Sunday, September 20, 2009

Nervous in the Forest

It’s going to be 100F or higher with very low humidity for at least two days this week. While other parts of the country don’t find this so unusual. It is not common to this California Coastal guy.

My ears perk up. My nose goes into sensitive mode. My paranoia level rises. And old memories arise.

I when through the 1991 fire in Santa Barbara, California fire; helping a friend evacuate due to impending flames. The sky was filed a strange, beautiful yet evil-colored smoke, as seen in the photo to the left above. The fire raged for days and dozens of homes burned down. People died. The flames raced through dry brush of the chaparral almost faster than a motorcycle cop trying to get away from the roaring flames.

The same year there was a murderous fire in the urban setting of Oakland, California. [The photo on the right.] I photographed the scene after the coals were no longer warm. The amazing lesson to learn was how fickle a firestorm can be. Some houses were burnt to the ground except for the brick chimney, while the house next door was untouched—much like Santa Barbara.

The hair on the back of my neck stands up as the hot winds roll from the inland area towrd the sea, the reverse of the normal movement of air. Where I live, the forest around my wooden house hasn’t burned in over 60 years. I get very edgy and scan the sky for the smoke and fumes I experienced in Santa Barbara. And I lock all my fire safes.

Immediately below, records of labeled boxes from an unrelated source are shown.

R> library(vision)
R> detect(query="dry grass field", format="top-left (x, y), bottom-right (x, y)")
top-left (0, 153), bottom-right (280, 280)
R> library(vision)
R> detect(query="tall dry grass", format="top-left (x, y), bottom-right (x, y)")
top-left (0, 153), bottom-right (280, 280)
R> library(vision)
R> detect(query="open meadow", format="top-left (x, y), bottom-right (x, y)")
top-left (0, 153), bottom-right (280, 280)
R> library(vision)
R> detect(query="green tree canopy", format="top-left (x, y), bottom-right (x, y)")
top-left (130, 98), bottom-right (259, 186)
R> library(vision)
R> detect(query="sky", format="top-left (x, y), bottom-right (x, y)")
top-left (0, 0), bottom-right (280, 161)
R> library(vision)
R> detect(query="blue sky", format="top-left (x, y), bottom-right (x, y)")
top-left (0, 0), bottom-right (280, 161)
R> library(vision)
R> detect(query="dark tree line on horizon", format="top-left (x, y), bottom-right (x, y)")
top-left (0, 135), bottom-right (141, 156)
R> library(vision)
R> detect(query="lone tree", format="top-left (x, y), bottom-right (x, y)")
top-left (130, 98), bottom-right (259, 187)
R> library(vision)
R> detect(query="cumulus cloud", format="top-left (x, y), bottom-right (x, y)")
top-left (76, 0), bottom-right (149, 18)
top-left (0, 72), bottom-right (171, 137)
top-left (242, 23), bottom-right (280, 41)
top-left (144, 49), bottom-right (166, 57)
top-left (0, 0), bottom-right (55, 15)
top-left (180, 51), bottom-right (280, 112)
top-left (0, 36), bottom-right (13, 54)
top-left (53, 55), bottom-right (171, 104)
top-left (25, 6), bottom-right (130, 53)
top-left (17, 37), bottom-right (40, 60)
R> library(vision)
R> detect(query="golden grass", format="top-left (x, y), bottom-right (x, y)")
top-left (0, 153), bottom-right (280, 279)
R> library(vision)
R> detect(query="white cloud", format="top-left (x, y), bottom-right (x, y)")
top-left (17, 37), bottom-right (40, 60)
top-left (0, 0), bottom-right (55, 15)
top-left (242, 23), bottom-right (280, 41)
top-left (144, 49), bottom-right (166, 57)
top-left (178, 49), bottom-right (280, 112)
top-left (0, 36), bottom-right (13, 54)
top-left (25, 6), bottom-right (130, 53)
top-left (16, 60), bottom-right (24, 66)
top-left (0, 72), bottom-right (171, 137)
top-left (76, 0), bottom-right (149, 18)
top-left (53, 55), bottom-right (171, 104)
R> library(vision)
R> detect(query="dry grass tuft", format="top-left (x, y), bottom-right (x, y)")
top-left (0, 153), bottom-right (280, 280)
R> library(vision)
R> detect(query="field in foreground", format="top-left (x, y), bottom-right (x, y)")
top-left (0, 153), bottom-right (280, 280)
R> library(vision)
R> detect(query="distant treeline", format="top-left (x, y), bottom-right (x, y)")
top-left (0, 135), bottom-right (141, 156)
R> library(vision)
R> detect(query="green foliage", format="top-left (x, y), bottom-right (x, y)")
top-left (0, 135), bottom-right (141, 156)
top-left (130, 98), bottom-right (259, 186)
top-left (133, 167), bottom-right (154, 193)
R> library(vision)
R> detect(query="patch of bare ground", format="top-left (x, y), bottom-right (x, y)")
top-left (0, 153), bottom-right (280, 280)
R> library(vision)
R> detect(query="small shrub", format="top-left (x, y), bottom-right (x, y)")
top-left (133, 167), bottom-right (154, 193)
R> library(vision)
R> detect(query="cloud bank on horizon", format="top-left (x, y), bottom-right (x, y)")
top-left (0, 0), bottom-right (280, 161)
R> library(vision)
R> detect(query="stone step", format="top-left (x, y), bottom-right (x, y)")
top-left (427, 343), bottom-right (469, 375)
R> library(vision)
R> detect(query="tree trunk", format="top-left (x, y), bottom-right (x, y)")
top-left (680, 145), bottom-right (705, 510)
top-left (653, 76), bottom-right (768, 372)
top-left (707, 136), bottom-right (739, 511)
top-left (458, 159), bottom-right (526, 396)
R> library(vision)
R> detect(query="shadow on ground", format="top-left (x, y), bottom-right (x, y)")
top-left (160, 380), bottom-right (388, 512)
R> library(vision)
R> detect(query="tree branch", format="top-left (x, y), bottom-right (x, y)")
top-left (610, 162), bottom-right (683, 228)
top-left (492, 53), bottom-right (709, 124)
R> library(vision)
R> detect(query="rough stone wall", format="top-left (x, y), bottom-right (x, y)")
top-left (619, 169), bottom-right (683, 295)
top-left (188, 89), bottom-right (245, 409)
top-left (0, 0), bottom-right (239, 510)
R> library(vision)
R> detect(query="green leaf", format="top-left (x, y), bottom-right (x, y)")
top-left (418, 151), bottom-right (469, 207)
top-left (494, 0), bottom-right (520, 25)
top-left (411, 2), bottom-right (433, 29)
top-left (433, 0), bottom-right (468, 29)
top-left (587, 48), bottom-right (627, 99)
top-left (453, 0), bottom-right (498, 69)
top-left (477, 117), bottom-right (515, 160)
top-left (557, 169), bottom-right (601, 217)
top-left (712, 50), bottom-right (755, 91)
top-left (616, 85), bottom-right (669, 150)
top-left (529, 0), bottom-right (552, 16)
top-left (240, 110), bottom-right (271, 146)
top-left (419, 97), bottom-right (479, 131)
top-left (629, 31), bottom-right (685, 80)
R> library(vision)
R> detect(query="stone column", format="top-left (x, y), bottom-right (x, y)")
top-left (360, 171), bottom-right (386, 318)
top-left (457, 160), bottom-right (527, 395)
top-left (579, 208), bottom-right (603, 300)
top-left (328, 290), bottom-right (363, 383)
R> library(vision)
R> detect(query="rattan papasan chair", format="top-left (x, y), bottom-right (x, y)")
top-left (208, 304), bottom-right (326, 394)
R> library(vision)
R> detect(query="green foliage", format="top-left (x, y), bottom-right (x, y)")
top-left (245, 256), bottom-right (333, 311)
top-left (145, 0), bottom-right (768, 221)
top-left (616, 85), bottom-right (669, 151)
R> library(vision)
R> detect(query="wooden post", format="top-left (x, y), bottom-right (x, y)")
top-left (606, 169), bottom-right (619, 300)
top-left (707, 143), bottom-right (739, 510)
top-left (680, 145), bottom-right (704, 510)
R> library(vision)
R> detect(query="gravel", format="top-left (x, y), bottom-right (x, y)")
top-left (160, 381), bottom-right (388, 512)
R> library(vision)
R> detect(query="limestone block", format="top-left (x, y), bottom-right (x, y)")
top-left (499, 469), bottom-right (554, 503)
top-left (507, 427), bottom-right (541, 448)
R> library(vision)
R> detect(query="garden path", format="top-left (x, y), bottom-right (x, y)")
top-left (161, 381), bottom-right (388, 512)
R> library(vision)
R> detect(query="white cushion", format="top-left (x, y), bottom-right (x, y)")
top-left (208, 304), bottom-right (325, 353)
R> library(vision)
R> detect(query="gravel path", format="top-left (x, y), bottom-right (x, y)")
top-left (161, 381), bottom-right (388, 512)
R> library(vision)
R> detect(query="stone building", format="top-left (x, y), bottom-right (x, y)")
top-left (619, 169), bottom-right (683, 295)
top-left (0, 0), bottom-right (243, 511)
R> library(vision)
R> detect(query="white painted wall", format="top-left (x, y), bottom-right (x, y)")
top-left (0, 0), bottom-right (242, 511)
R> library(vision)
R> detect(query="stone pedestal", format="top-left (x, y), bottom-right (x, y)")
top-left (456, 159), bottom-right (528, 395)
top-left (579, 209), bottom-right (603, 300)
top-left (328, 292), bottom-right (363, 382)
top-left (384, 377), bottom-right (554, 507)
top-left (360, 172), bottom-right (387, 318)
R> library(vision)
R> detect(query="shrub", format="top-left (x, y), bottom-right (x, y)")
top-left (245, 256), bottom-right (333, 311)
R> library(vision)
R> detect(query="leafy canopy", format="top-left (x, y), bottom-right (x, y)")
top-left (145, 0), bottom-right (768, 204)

There really are no plants that can withstand a firestorm; except, perhaps, for a well-watered lawn. Some of the houses in Santa Barbara were saved by a short stone fire wall just at the top of the slope surrounding the home and before the flat lawn. The flames raced up the hill like being in a chimney. The wall deflected the flames and what flame or cinders fell on the lawn found things too moist to ignite. The other best defense is to scrap the land to bare soil around the house like the house in the middle photograph. This home is only protected from a grass fire. However, the trees within the bare soil can easily ignite from embers during a firestorm. A friend in Santa Barbara is on the volunteer fire department. He encouraged Joe Cocker to strip all foliage to the ground 60 feet down the hill below the house. The fire burned to the edge of the chaparral and stopped at the bare soil. The house was saved.

I’m surrounded by trees. No hope during a canopy firestorm except to jump the fence and wade into the reservoir lake developed for the vineyard next door. Sit it out and watch everything go up in smoke.